Darf man jemanden öffentlich „Nazi“ nennen – oder ist das schon eine Beleidigung?
Ein Fall sorgte für Diskussionen:
Die jüdische Aktivistin Jenny Havemann nannte in einem Instagram-Kommentar das YouTube-Duo „Gewitter im Kopf“ (die einen Kanal über das Leben mit Tourette führen) „Nazis“, nachdem in einem Video ein sehr problematischer Holocaust-bezogener Tourette-Tick gefallen war.

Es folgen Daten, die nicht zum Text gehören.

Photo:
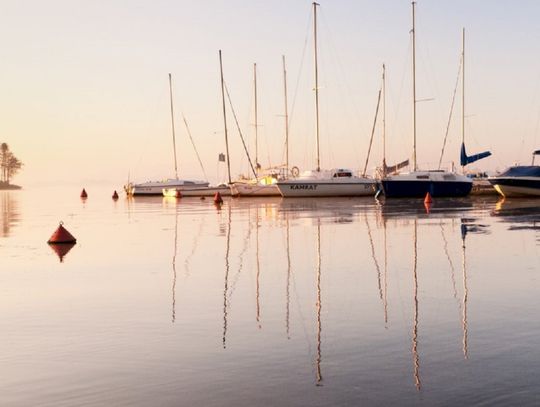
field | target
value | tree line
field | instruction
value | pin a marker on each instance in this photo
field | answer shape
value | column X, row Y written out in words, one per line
column 9, row 164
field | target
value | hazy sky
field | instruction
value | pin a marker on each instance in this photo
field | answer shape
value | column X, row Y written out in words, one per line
column 84, row 87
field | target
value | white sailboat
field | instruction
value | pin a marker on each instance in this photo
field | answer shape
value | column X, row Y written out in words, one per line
column 156, row 187
column 263, row 184
column 320, row 183
column 418, row 183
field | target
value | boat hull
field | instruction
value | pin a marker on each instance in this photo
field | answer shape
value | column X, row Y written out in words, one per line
column 197, row 192
column 418, row 184
column 517, row 186
column 319, row 188
column 482, row 187
column 156, row 188
column 244, row 189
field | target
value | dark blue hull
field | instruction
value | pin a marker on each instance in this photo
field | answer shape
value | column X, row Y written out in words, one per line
column 414, row 188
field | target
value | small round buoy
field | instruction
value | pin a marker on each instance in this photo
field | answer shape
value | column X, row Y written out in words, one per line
column 61, row 235
column 217, row 198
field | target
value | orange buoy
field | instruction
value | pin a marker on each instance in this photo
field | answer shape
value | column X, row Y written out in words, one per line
column 61, row 249
column 61, row 236
column 217, row 198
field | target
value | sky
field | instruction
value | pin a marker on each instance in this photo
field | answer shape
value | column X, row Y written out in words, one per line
column 84, row 91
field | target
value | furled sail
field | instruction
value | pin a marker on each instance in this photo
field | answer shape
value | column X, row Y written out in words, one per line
column 394, row 168
column 465, row 159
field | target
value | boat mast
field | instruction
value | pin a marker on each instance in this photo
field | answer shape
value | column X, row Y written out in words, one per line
column 286, row 118
column 413, row 32
column 463, row 90
column 172, row 123
column 256, row 123
column 384, row 119
column 316, row 82
column 225, row 118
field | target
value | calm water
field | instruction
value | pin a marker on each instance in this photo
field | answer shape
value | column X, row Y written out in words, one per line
column 319, row 302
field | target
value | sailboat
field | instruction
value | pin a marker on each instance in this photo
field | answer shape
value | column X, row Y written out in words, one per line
column 318, row 183
column 209, row 190
column 520, row 180
column 156, row 187
column 418, row 183
column 481, row 185
column 265, row 184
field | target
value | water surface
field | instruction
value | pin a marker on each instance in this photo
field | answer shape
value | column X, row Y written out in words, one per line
column 268, row 301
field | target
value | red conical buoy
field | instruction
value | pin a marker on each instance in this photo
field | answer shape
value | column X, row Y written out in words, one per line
column 61, row 235
column 61, row 249
column 217, row 198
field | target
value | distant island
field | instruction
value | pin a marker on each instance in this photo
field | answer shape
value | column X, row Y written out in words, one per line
column 4, row 185
column 9, row 166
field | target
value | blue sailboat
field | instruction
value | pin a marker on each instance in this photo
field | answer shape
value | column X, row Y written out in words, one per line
column 418, row 183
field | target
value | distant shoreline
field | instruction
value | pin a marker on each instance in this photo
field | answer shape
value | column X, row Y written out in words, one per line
column 6, row 186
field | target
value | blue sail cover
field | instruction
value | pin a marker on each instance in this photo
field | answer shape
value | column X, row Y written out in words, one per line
column 522, row 171
column 464, row 159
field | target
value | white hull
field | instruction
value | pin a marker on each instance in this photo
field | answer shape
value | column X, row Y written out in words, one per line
column 157, row 187
column 482, row 187
column 245, row 189
column 188, row 192
column 329, row 187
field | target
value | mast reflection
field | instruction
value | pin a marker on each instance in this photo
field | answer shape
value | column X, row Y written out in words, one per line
column 173, row 317
column 319, row 306
column 416, row 356
column 227, row 269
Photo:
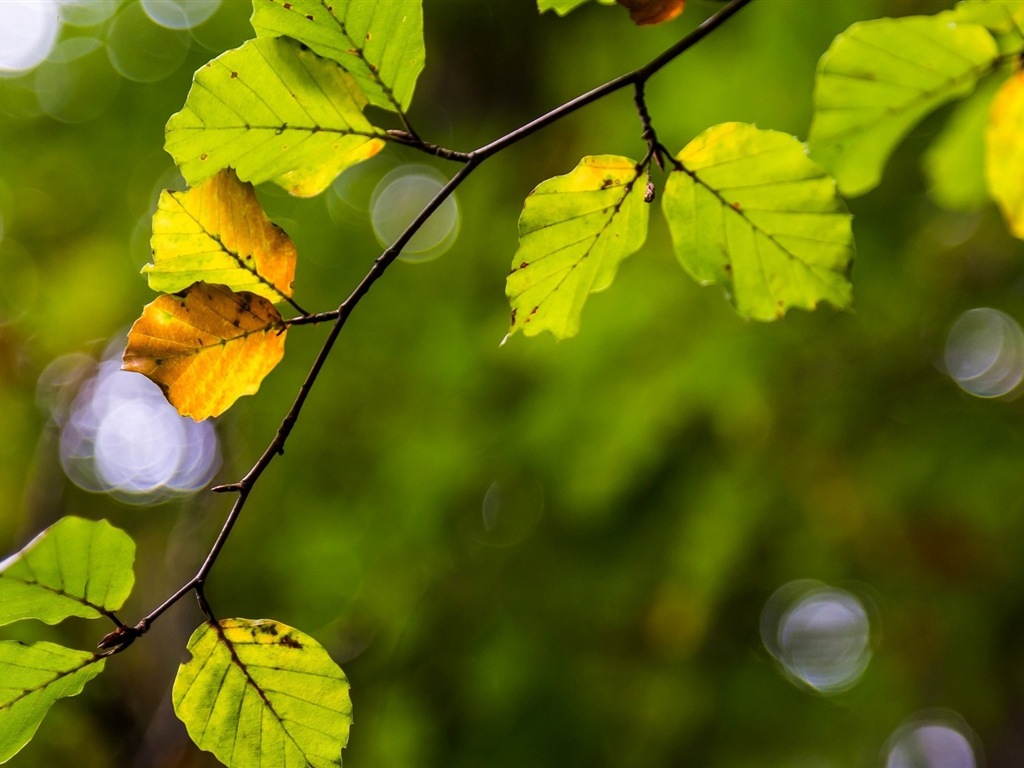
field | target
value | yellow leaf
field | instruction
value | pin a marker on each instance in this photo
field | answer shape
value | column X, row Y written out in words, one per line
column 206, row 346
column 1005, row 152
column 652, row 11
column 217, row 232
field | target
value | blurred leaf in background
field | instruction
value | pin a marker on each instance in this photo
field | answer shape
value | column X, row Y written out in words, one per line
column 677, row 539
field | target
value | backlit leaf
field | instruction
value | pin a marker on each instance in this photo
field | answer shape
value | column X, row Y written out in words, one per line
column 32, row 678
column 561, row 7
column 76, row 567
column 1005, row 152
column 573, row 231
column 206, row 347
column 274, row 112
column 652, row 11
column 881, row 78
column 752, row 212
column 999, row 16
column 261, row 694
column 379, row 43
column 217, row 232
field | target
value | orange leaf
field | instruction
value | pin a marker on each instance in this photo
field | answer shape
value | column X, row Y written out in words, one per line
column 217, row 232
column 1004, row 154
column 206, row 346
column 652, row 11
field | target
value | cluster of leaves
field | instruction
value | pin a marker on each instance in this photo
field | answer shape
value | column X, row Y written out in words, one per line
column 747, row 208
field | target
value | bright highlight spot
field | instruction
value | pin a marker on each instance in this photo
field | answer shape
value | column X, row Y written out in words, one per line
column 399, row 197
column 28, row 32
column 985, row 352
column 120, row 436
column 819, row 635
column 940, row 741
column 180, row 14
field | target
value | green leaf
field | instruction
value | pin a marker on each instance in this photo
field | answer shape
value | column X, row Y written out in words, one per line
column 274, row 112
column 76, row 567
column 261, row 693
column 999, row 16
column 32, row 678
column 954, row 163
column 752, row 212
column 379, row 43
column 561, row 7
column 573, row 231
column 879, row 79
column 217, row 232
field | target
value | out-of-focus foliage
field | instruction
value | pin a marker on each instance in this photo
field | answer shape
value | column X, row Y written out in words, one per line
column 542, row 554
column 749, row 210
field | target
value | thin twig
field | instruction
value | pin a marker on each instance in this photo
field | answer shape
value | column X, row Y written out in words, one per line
column 339, row 316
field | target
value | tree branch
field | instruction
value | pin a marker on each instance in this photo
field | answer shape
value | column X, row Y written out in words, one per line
column 339, row 316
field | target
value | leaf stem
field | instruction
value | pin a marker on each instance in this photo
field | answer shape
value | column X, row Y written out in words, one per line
column 339, row 316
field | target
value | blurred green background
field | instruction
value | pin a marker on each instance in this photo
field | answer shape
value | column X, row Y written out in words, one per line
column 545, row 554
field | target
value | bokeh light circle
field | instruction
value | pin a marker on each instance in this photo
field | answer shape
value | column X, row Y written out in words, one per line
column 985, row 352
column 120, row 435
column 77, row 82
column 399, row 197
column 179, row 14
column 934, row 740
column 819, row 635
column 28, row 32
column 142, row 50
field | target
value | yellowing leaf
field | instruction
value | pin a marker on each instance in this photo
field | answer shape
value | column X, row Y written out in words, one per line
column 573, row 231
column 32, row 678
column 652, row 11
column 274, row 112
column 1005, row 152
column 217, row 232
column 881, row 78
column 262, row 694
column 206, row 347
column 752, row 212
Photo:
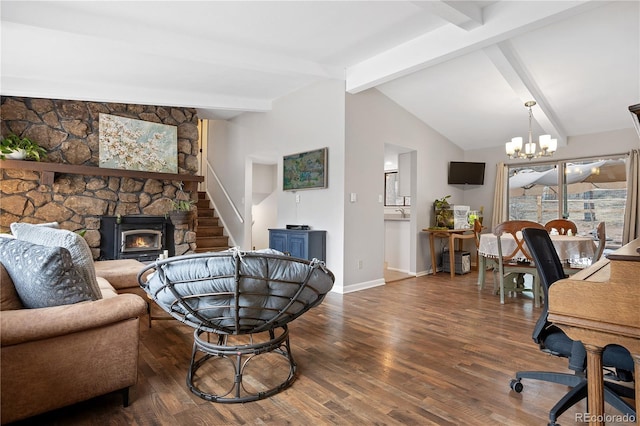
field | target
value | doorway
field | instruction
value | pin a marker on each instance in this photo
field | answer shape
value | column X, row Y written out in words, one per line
column 400, row 176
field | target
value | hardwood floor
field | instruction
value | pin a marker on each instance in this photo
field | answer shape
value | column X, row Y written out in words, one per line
column 421, row 351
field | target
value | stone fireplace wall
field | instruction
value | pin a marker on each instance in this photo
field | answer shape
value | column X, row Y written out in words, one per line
column 68, row 130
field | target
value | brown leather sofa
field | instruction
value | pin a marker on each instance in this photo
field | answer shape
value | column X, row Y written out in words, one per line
column 56, row 356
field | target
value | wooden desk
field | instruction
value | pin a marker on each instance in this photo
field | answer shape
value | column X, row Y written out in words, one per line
column 449, row 234
column 599, row 306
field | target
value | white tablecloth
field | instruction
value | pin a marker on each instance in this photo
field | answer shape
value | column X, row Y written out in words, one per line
column 569, row 248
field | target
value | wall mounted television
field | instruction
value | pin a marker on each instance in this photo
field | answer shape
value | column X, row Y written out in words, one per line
column 466, row 173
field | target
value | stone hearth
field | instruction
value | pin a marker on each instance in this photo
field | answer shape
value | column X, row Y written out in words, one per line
column 69, row 132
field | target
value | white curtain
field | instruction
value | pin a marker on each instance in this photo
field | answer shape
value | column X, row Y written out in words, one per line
column 500, row 205
column 631, row 229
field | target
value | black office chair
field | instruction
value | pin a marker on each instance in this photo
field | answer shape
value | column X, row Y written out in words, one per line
column 554, row 341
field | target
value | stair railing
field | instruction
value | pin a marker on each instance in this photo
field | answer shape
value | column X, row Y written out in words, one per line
column 222, row 189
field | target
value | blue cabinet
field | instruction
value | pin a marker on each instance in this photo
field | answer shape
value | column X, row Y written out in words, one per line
column 303, row 244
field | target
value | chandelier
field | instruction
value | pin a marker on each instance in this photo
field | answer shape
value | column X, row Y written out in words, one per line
column 547, row 145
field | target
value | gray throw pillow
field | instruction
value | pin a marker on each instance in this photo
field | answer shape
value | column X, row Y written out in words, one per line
column 77, row 246
column 43, row 276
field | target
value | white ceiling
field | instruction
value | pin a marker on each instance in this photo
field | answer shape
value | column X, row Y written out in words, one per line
column 463, row 67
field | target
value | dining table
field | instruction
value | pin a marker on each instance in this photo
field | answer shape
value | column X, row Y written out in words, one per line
column 576, row 251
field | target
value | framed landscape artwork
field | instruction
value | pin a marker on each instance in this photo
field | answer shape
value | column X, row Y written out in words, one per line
column 305, row 170
column 130, row 144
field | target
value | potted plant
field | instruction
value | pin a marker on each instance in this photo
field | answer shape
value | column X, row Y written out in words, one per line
column 444, row 214
column 15, row 147
column 181, row 209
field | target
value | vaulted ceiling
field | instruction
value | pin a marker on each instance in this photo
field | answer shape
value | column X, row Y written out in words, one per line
column 465, row 68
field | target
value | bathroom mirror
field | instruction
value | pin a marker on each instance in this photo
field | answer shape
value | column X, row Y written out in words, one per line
column 391, row 197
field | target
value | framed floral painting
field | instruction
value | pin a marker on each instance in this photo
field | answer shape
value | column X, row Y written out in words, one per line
column 130, row 144
column 305, row 170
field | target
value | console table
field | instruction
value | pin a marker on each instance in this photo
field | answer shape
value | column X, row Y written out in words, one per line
column 450, row 235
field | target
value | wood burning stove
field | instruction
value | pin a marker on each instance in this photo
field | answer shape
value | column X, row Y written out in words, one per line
column 140, row 237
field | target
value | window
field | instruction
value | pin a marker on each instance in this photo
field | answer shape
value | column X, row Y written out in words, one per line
column 391, row 197
column 590, row 191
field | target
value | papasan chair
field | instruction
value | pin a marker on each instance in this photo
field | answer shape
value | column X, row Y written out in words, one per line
column 239, row 304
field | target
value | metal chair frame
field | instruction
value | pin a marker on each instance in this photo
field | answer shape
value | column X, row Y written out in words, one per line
column 246, row 319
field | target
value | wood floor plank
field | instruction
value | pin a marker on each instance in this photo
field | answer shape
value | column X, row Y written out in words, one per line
column 427, row 350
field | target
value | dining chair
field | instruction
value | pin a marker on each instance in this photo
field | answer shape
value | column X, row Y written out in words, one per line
column 562, row 226
column 515, row 260
column 477, row 229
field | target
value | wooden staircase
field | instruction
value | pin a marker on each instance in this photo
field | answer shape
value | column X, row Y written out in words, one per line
column 209, row 234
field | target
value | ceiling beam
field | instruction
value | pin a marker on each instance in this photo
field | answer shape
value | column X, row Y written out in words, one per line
column 502, row 20
column 464, row 15
column 508, row 63
column 74, row 89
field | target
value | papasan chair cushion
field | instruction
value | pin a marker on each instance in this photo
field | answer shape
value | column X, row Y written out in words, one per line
column 237, row 293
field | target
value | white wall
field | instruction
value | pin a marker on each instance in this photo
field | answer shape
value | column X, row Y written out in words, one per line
column 308, row 119
column 264, row 212
column 373, row 120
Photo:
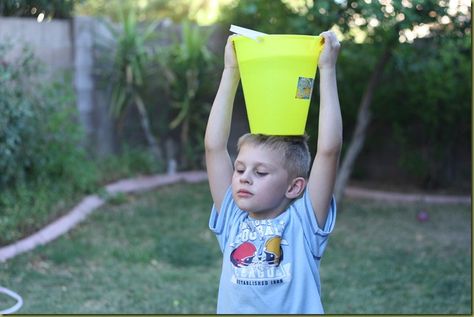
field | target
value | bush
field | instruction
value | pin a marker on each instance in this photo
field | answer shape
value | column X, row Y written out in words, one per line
column 40, row 136
column 44, row 168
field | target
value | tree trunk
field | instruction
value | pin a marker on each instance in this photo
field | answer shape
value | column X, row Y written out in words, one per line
column 363, row 120
column 145, row 123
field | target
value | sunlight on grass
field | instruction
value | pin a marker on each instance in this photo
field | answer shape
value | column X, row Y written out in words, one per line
column 155, row 254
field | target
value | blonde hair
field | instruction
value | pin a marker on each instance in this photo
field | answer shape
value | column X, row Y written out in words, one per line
column 294, row 150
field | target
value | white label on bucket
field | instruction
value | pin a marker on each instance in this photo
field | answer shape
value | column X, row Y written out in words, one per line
column 304, row 88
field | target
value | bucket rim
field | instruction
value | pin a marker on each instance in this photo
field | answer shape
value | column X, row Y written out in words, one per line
column 278, row 36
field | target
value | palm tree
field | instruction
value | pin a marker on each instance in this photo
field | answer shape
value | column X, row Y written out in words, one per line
column 131, row 63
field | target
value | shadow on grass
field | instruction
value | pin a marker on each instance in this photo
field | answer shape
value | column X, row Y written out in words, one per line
column 155, row 254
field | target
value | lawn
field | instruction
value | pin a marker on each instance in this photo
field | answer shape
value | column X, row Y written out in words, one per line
column 153, row 253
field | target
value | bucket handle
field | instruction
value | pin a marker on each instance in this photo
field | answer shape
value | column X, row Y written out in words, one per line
column 254, row 35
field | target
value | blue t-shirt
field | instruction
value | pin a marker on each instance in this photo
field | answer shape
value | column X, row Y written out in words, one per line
column 270, row 266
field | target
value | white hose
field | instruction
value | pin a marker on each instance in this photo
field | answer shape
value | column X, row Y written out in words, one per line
column 17, row 306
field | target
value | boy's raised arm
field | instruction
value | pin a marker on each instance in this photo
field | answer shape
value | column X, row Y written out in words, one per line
column 218, row 162
column 323, row 172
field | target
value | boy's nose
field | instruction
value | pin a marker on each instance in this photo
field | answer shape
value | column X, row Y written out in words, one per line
column 245, row 178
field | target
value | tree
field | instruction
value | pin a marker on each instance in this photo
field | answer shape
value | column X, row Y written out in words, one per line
column 128, row 74
column 187, row 62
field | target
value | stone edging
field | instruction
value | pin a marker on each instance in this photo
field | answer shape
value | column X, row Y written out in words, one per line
column 91, row 203
column 140, row 184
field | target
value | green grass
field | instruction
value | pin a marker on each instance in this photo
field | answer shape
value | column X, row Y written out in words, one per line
column 153, row 253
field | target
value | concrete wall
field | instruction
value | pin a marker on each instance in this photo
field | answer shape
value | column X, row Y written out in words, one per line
column 68, row 45
column 51, row 41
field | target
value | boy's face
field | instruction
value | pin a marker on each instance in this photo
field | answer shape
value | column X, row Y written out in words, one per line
column 260, row 182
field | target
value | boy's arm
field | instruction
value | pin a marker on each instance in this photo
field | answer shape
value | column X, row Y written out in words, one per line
column 323, row 172
column 218, row 162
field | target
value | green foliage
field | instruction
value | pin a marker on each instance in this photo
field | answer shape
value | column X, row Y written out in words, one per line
column 131, row 63
column 428, row 106
column 156, row 254
column 191, row 73
column 39, row 133
column 424, row 96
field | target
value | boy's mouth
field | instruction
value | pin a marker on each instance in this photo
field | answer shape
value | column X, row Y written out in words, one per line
column 244, row 193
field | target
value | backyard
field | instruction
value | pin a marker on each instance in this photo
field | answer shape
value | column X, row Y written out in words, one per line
column 93, row 92
column 153, row 253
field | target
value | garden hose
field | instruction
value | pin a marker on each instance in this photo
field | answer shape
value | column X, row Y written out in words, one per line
column 14, row 308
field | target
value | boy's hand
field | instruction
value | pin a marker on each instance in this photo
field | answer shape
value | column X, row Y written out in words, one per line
column 328, row 57
column 230, row 59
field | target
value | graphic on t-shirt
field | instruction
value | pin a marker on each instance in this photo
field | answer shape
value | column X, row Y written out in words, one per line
column 246, row 253
column 243, row 255
column 257, row 254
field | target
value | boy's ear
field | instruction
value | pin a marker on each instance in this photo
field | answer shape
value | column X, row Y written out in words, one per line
column 296, row 187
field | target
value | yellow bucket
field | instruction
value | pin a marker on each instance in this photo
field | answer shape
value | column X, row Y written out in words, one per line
column 277, row 73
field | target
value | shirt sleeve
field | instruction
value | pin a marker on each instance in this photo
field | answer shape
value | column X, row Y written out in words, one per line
column 316, row 237
column 220, row 223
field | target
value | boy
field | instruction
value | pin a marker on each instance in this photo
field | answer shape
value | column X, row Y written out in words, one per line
column 271, row 217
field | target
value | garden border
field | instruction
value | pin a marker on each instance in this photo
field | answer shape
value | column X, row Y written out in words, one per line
column 92, row 202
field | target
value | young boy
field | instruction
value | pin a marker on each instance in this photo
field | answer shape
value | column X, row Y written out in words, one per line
column 271, row 216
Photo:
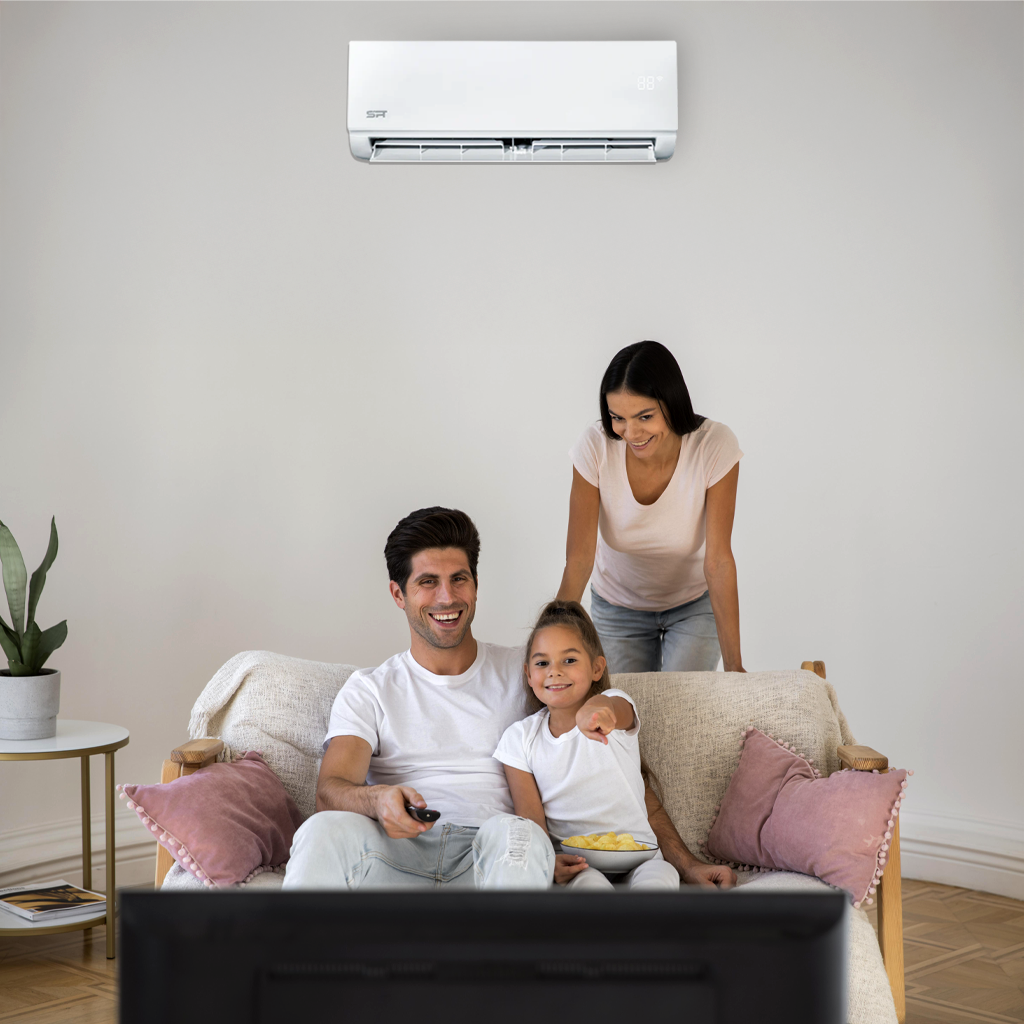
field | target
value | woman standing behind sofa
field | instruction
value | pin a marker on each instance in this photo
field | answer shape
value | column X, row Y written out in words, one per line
column 651, row 516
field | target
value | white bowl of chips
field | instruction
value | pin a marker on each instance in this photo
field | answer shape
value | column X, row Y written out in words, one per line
column 610, row 852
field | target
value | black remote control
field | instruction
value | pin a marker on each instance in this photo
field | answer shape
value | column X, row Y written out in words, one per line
column 423, row 814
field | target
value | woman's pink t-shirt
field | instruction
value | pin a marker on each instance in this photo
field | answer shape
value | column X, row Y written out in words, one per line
column 652, row 557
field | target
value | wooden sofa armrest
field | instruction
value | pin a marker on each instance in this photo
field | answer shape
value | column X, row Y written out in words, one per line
column 862, row 759
column 890, row 896
column 197, row 753
column 185, row 761
column 890, row 890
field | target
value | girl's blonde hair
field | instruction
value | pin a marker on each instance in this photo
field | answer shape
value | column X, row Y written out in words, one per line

➡️ Das Video wurde gelöscht, der Betroffene entschuldigte sich privat – öffentlich äußerte sich niemand.
➡️ Nun bekam Havemann eine einstweilige Verfügung, mit einem Streitwert von 20.000 €. Ihre Anwälte sagen: Das fällt unter Meinungsfreiheit.
➡️ Sie selbst sagt, sie kannte den Kanal nicht und sammelte Spenden für ihre Verteidigung.
💬 Was denkt ihr dazu?
Ist es gerechtfertigt, juristisch gegen solche Aussagen vorzugehen – oder ist das überzogen?
Wo hört Meinungsfreiheit auf – und wo beginnt Rufschädigung oder Beleidigung?
Sollte man bei Aussagen im Netz mehr Rücksicht nehmen – oder brauchen wir gerade in sensiblen Kontexten mehr klare Worte?
Und: Wie findet ihr den Umgang der Beteiligten mit der Situation?
7 Antworten
Klar ist es gerechtfertigt. Nazi ist eine schlimme Beleidigung mit teils langfristigeren Konsequenzen für den Betroffenen und nicht einfach sowas banales wie A-Loch. Wenn man durch Krankheit sowas sagt sollte klar sein, dass es nicht so gemeint ist. Wahrscheinlich wollte man nur echt sein und hat es daher gezeigt. Und gerade als Jüdin sollte man mit sowas sorgsam umgehen und es nicht instrumentalisieren. Erinnert mich irgendwie an den Ofarim oder wie der heisst.
Wenn der Nazi die Folgen seines Tuns nicht tragen will, wird er eben ausgebürgert.
Wo Nazi drin ist, muss auch Nazi draufstehen.
Immerhin machst du mit deinem "Witzen" deinem Namen alle Ehre.
Die Geschichte war schon etwas verzwickt, weil es sich um einen Menschen mit Tourte handelt und das krankheitsbedingt war. Auf der anderen Seite musste man das nicht hochladen.
Allerdings wollten die Ersteller ja gerade über die Krankheit aufklären und zeigen wie die Krankheit äußert.
Das heißt es handelt sich nicht einfach um ne Beleidigung in dem Sinne.
Wie man dabei verfährt, keine Ahnung.
In vielen Fällen zählt es als Beleidigung. Bei den Fällen in denen das Gericht anders entschieden hat lag eigentlich immer ein Verhalten vor das eine Nähe zum Nationalsozialismus klar erkennbar macht.
In diesem Fall gibt es dieses Verhalten nicht.
Ich weiß nicht woher die Anwälte diese Summe nehmen.
Das dürfte nur die Androhung der Forderung im Wiederholungsfall sein und ob einer solchen Forderung dann entsprochen würde steht in den Sternen.
Strafrechtlich droht da meistens nur eine Geldstrafe ein paar hundert bis unter 2000€.
Bei Beleidigungen im privaten Bereich wird das Verfahren zudem oft aus Mangel an öffentlichem Interesse eingestellt.
Dieser Fall hier ist besonders, weil zwei überaus empfindliche Themen berührt werden. Einerseits wird eine Behinderung thematisiert und andererseits die Betroffenheit einer Jüdin bezüglich des Holocausts.
Wo Pfosten drin ist, muss auch Pfosten draufstehen.